CHT Sync and CHT Pipeline

Data synchronization tools to enable analytics

Overview

CHT Sync is an integrated solution designed to enable data synchronization between CouchDB and PostgreSQL for the purpose of analytics. It combines several technologies to achieve this synchronization and provides an efficient workflow for data processing and visualization. The synchronization occurs in real-time, ensuring that the data displayed on dashboards is up-to-date.

Read more about setting up setting up CHT Sync.
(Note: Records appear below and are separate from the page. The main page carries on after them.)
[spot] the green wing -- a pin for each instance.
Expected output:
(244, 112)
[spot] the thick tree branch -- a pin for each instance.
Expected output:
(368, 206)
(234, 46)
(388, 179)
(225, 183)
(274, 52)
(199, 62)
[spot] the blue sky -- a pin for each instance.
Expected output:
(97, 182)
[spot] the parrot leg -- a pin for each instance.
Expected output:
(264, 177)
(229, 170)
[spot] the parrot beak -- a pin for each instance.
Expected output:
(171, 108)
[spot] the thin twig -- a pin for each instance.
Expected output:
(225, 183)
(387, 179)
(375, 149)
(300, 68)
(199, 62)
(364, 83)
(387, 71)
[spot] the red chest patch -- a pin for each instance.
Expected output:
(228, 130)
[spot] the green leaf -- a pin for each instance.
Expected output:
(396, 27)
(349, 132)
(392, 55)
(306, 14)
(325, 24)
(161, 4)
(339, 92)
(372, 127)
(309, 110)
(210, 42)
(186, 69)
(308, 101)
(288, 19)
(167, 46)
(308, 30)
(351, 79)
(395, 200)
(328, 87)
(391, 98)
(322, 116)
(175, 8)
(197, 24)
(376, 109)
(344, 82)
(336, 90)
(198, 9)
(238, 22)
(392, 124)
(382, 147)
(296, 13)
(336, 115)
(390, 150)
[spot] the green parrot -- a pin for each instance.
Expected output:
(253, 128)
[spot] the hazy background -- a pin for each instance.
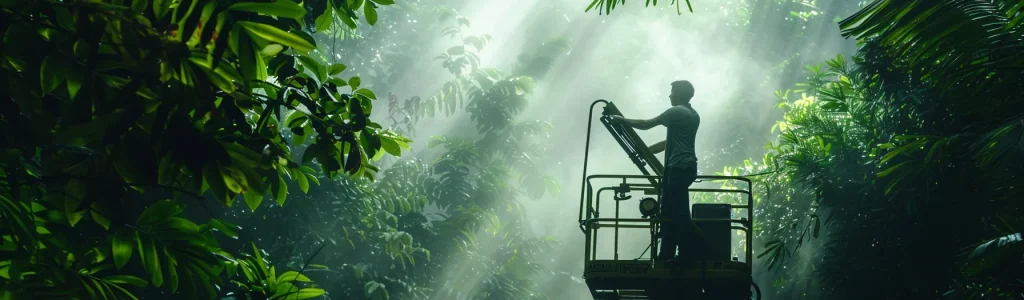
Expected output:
(736, 60)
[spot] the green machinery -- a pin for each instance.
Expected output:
(610, 274)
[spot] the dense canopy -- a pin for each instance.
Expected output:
(418, 148)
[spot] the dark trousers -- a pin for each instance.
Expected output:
(680, 232)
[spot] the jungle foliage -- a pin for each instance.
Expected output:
(906, 160)
(119, 114)
(441, 223)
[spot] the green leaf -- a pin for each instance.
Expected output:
(50, 74)
(253, 200)
(271, 33)
(390, 145)
(307, 293)
(282, 191)
(152, 262)
(285, 8)
(336, 69)
(160, 211)
(122, 248)
(126, 280)
(293, 276)
(371, 13)
(302, 180)
(216, 182)
(100, 219)
(367, 92)
(354, 82)
(457, 50)
(325, 20)
(994, 254)
(138, 6)
(224, 227)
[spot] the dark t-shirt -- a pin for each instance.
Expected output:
(682, 123)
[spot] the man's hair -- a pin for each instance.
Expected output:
(682, 91)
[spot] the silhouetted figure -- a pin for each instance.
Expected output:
(680, 171)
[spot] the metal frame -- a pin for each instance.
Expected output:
(589, 219)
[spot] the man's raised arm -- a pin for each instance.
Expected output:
(657, 147)
(638, 124)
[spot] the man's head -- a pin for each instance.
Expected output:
(682, 92)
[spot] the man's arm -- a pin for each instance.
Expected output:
(638, 124)
(657, 147)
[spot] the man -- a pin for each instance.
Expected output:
(680, 171)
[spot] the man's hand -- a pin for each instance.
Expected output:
(638, 124)
(656, 147)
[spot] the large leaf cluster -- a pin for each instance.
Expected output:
(110, 105)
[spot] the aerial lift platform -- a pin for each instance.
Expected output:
(617, 276)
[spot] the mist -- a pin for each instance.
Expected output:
(628, 57)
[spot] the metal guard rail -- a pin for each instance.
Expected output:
(592, 221)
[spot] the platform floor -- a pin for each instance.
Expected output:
(643, 280)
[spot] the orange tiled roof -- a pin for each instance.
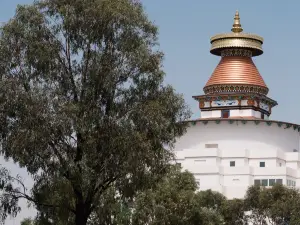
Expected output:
(236, 70)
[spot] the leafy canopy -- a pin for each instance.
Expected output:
(83, 105)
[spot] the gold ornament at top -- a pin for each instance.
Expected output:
(237, 27)
(236, 39)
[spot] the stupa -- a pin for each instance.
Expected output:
(235, 144)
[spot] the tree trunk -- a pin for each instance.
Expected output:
(81, 215)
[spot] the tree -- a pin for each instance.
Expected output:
(27, 221)
(173, 202)
(83, 105)
(278, 205)
(233, 212)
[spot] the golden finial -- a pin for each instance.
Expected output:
(237, 27)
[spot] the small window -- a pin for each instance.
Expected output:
(278, 181)
(272, 182)
(262, 164)
(198, 182)
(257, 182)
(225, 113)
(264, 182)
(211, 145)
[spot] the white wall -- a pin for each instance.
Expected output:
(246, 144)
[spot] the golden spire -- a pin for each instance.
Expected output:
(237, 27)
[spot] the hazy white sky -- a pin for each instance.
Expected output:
(185, 29)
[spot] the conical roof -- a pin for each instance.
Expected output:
(236, 70)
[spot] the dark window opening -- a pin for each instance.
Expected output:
(225, 113)
(264, 182)
(272, 182)
(279, 181)
(257, 182)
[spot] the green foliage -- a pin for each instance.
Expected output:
(277, 205)
(27, 221)
(83, 105)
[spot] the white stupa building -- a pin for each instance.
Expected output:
(235, 143)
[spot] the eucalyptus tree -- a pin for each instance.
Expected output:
(83, 105)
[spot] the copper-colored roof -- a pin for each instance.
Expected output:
(236, 70)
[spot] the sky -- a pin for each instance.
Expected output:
(185, 29)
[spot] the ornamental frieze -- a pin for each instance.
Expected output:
(236, 52)
(235, 88)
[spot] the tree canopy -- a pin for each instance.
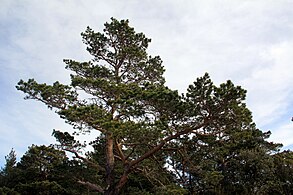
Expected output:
(152, 139)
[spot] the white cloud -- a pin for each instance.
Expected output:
(250, 42)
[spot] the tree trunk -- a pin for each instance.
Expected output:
(110, 163)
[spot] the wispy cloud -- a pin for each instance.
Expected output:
(249, 42)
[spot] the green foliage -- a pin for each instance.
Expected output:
(152, 140)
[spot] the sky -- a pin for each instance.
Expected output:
(247, 41)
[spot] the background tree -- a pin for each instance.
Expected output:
(204, 134)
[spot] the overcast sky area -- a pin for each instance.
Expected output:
(248, 42)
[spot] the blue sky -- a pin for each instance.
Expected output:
(249, 42)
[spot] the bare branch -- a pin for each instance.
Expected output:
(92, 186)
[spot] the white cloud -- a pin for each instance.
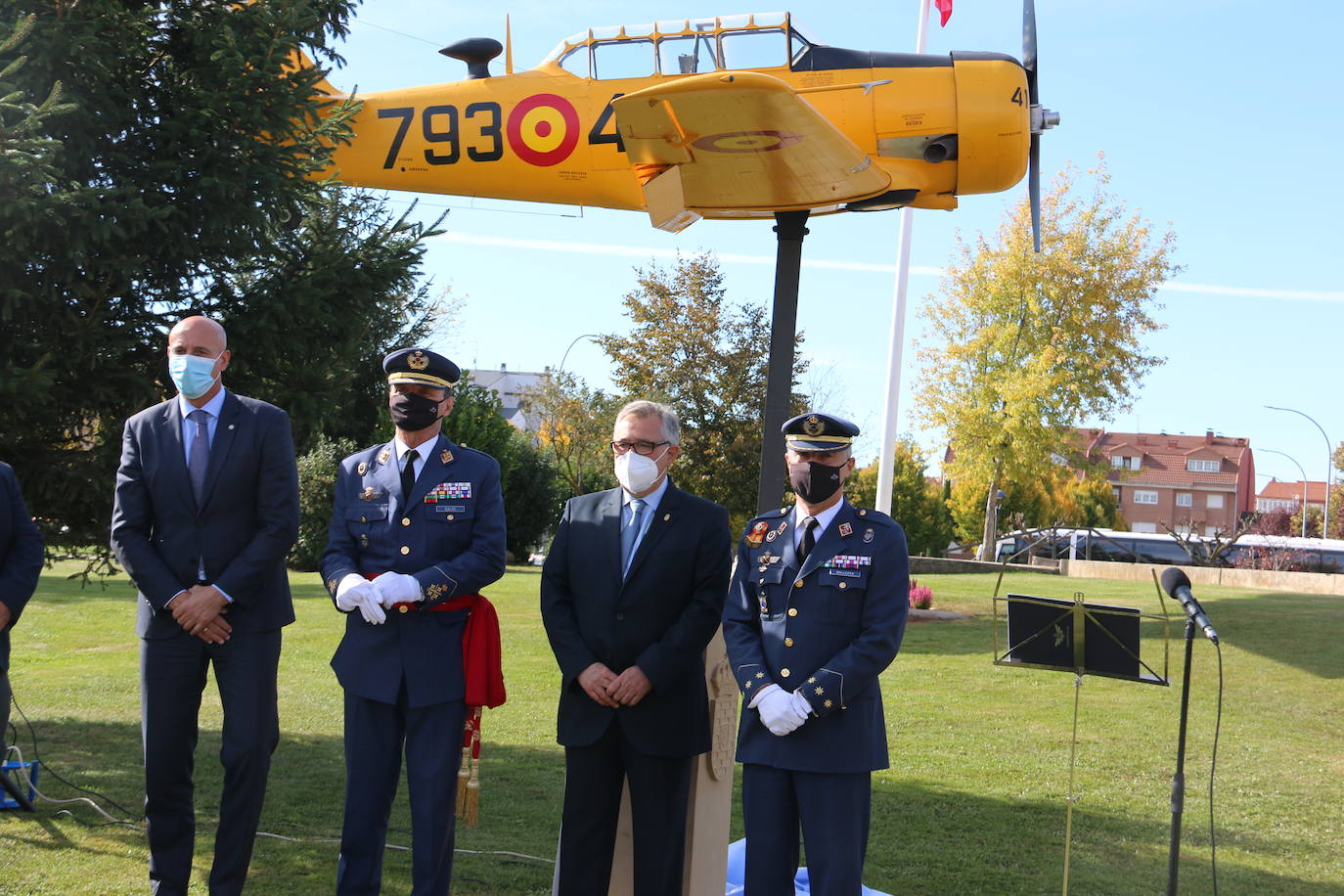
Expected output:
(863, 267)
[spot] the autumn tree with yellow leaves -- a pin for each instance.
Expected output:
(1023, 347)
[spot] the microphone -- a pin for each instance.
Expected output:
(1176, 585)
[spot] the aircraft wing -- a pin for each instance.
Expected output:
(730, 144)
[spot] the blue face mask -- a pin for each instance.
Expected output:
(194, 377)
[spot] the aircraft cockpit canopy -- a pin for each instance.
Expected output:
(683, 47)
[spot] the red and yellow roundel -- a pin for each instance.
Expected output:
(543, 129)
(747, 141)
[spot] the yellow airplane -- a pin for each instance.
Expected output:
(734, 117)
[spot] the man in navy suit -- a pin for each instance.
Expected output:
(21, 563)
(816, 611)
(417, 529)
(205, 510)
(632, 591)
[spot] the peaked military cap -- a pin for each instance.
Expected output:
(421, 366)
(816, 431)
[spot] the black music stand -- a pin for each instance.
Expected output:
(1084, 639)
(1071, 636)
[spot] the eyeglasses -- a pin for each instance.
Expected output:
(640, 448)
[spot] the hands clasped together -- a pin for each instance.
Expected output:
(610, 690)
(780, 711)
(370, 597)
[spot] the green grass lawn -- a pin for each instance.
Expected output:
(973, 801)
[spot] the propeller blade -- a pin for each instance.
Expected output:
(1028, 46)
(1034, 188)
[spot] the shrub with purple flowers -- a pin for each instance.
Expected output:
(920, 596)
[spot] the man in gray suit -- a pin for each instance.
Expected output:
(632, 591)
(205, 510)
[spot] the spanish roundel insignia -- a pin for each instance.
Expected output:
(543, 129)
(757, 535)
(747, 141)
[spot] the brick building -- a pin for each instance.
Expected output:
(1287, 496)
(1189, 482)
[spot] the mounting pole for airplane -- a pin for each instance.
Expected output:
(789, 227)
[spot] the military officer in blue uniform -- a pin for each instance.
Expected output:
(417, 525)
(815, 612)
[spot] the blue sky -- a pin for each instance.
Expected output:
(1219, 121)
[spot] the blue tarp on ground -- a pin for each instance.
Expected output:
(737, 872)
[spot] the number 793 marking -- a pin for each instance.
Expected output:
(439, 125)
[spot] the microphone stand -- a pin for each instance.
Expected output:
(1179, 778)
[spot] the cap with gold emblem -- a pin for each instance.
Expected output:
(421, 366)
(816, 431)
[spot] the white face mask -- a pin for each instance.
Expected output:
(636, 473)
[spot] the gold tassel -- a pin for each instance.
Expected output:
(463, 773)
(470, 810)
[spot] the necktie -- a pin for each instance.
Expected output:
(409, 475)
(809, 538)
(631, 532)
(200, 456)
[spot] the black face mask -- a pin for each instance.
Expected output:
(413, 413)
(815, 482)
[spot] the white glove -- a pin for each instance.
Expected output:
(397, 587)
(356, 593)
(779, 712)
CHT Sync uses Logstash and PostgREST to replicate data from CouchDB to PostgreSQL in a real-time manner. It listens to changes in the CHT database, and updates the analytics database accordingly. It is not designed to be accessed by users, and it does not have a user interface. It is designed to be run on the same server as the CHT, but it can be run on a separate server if necessary.

As CHT Sync puts all new data into a PostgreSQL database into a single table that has a jsonb column, this is not very useful for analytics. CHT Pipeline is a set of SQL queries that transform the data in the jsonb column into a more useful format. It uses DBT to define the models that are translated into PostgreSQL tables or views, which makes it easier to query the data in the analytics platform of choice.

Logstash

Logstash streams data from CouchDB and forwards it to PostgREST, ensuring real-time updates in PostgreSQL.

PostgREST

PostgREST acts as a RESTful API layer, by providing endpoints to store and retrieve the data in/from the PostgreSQL database.

PostgreSQL

A free and open source SQL database used for analytics queries. See more at the PostgreSQL site.

DBT

Once the data is synchronized and stored in PostgreSQL, it undergoes transformation using predefined DBT models from the cht-pipeline. DBT is used to ingest raw JSON data from the PosgtreSQL database (jsonb column) and normalize it into a relational schema to make it easier to query. A daemon runs CHT Pipeline, and it updates the database whenever the data in the jsonb column changes.

Data Visualization

We recommend Apache Superset as the Data Visualization Tool. Superset is a free, open-source platform for data exploration and data visualization.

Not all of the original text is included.